Bottom-up Anytime Discovery of Generalised Multimodal Graph Patterns for Knowledge Graphs
Xander Wilcke, Rick Mourits, Auke Rijpma, Richard Zijdeman

TL;DR
This paper introduces an anytime bottom-up algorithm for discovering generalized multimodal graph patterns in knowledge graphs, aiding scholars in exploring and analyzing complex data through interactive queries and metadata.
Contribution
It presents a novel bottom-up, anytime discovery algorithm for generalized graph patterns in knowledge graphs, integrated with an interactive exploration tool.
Findings
Effective pattern discovery demonstrated with domain experts
Enhanced data exploration through interactive facet browser
Method supports uncovering new insights in heterogeneous knowledge graphs
Abstract
Vast amounts of heterogeneous knowledge are becoming publicly available in the form of knowledge graphs, often linking multiple sources of data that have never been together before, and thereby enabling scholars to answer many new research questions.
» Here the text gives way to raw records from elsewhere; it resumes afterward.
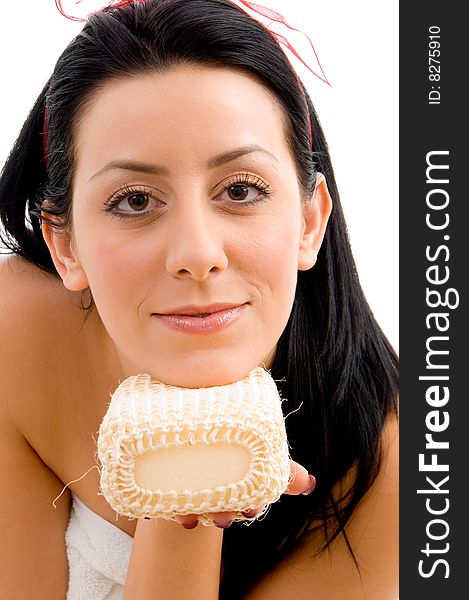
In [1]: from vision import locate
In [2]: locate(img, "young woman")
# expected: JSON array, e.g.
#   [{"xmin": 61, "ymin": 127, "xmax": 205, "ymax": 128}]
[{"xmin": 0, "ymin": 0, "xmax": 397, "ymax": 600}]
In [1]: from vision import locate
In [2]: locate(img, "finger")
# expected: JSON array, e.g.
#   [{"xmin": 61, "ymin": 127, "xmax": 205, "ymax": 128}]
[{"xmin": 285, "ymin": 460, "xmax": 316, "ymax": 495}]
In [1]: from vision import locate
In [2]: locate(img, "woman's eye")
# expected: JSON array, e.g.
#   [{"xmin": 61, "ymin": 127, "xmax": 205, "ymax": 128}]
[
  {"xmin": 227, "ymin": 185, "xmax": 259, "ymax": 201},
  {"xmin": 220, "ymin": 177, "xmax": 270, "ymax": 205},
  {"xmin": 105, "ymin": 189, "xmax": 156, "ymax": 217},
  {"xmin": 120, "ymin": 194, "xmax": 150, "ymax": 212}
]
It is often not known beforehand, however, which questions the data might have the answers to, potentially leaving many interesting and novel insights to remain undiscovered. To support scholars during this scientific workflow, we introduce an anytime algorithm for the bottom-up discovery of generalized multimodal graph patterns in knowledge graphs. Each pattern is a conjunction of binary statements with (data-) type variables, constants, and/or value patterns. Upon discovery, the patterns are converted to SPARQL queries and presented in an interactive facet browser together with metadata and provenance information, enabling scholars to…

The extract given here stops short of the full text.